Cell Size Modulates SBF and Whi5 Chromatin Binding to Regulate the Start of the Budding Yeast Cell Cycle

Cell growth and division are tightly coordinated to cell size. In budding yeast, increasing cell size promotes the G1/S transition, called Start, by activating the transcription factor SBF, which drives a large fraction of cell-cycle-dependent gene expression. Part of this regulation arises because the concentration of the SBF inhibitor Whi5 decreases as cells grow. However, cells lacking Whi5 can still maintain a relatively accurate size when the SBF activator Cln3 is also removed, indicating that there are additional size control mechanisms.
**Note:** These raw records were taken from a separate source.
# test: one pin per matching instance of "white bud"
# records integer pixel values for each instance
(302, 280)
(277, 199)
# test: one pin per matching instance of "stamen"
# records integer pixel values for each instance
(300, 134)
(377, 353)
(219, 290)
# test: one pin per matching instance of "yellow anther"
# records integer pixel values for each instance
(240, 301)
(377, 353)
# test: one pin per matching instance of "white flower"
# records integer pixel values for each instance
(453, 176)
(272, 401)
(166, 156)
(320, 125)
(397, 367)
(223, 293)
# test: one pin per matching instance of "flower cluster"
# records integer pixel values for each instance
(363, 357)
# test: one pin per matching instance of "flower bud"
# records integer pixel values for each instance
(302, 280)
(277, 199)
To understand how cell size is mechanistically translated into the activity of SBF-regulated promoters, we quantified the binding kinetics of Whi5 and SBF in live cells using single-molecule fluorescence microscopy. We found that increasing cell size is associated with both a decreased chromatin affinity of Whi5 and an increased chromatin affinity of SBF, accompanied by a higher SBF:Whi5 cell copy-number ratio. Chromatin-binding trends under basal and Whi5 overexpression conditions indicate that Whi5 restricts SBF association with chromatin. The transition point at which SBF binding overtakes Whi5 binding coincides with the onset of the expression of the G1 cyclins CLN1 and CLN2, two SBF targets that are important for committing cells to division. Reduced Whi5 binding reflects changes in its chromatin-association rate, as Whi5 and SBF dwell times on chromatin remain [~]10 s and are largely independent of cell size. Together, these results show how changes in SBF and Whi5 abundance and chromatin association transmit cell size information to the genome to regulate the size-dependent Start transition in budding yeast.